Recently unsealed court records show that in May of 2022, FBI agents applied for and were granted a search warrant for Google location history data, for any pings from electronic devices that may have been in the area of the boat landing and shoreline near where Lone Bear’s body was found the night she disappeared “to investigate the disappearance and possible homicide of Olivia Lone Bear.”
The affidavit in support of the warrant application confirms that Lone Bear had borrowed a dark teal blue pick-up of a friend, a man named James Hofhenke, before she disappeared. That pick-up was the one Lone Bear’s body was ultimately found inside.
Hofhenke was one of the last people to hear from Lone Bear, according to the warrant application.
“Welp we had a little bonfire, now we are going mudding,” read the text message from Lone Bear’s phone to Hofhenke on the night of her disappearance. “Wish me luck.”
No one interviewed by investigators in the case has been able to identify anyone who may have gone to a to a bonfire or gone “mudding” with Lone Bear that night
At 10:24 p.m. on October 25, 2017, a final text was sent to Hofhenke from Lone Bear’s phone, “Good Bye,” it read.
But that wasn’t the last communication from Lone Bear’s phone that night.
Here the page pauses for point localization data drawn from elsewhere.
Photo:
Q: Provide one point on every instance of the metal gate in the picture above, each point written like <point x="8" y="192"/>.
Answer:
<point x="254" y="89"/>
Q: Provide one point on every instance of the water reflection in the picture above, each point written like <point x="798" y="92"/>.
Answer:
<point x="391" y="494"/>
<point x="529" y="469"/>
She sent another text message at 10:37 p.m. to a man named Adam Bangen, with whom she’d been in a prior dating relationship, according to court records.
Facebook records show that Lone Bear’s cover photo on her Facebook page was changed at 11:24 p.m. Lone Bear’s phone was used to access Facebook one last time at 11:38 p.m. but after that there was no outgoing activity.
It is unclear what, if any, information investigators were able to obtain as a result of the search warrant.
Schneider says there is still a $10,000 reward offered for actionable information that could lead to the identification of those responsible for Lone Bear’s death. Anyone with information regarding her disappearance and possible homicide is encouraged to call 1-800-CALLFBI.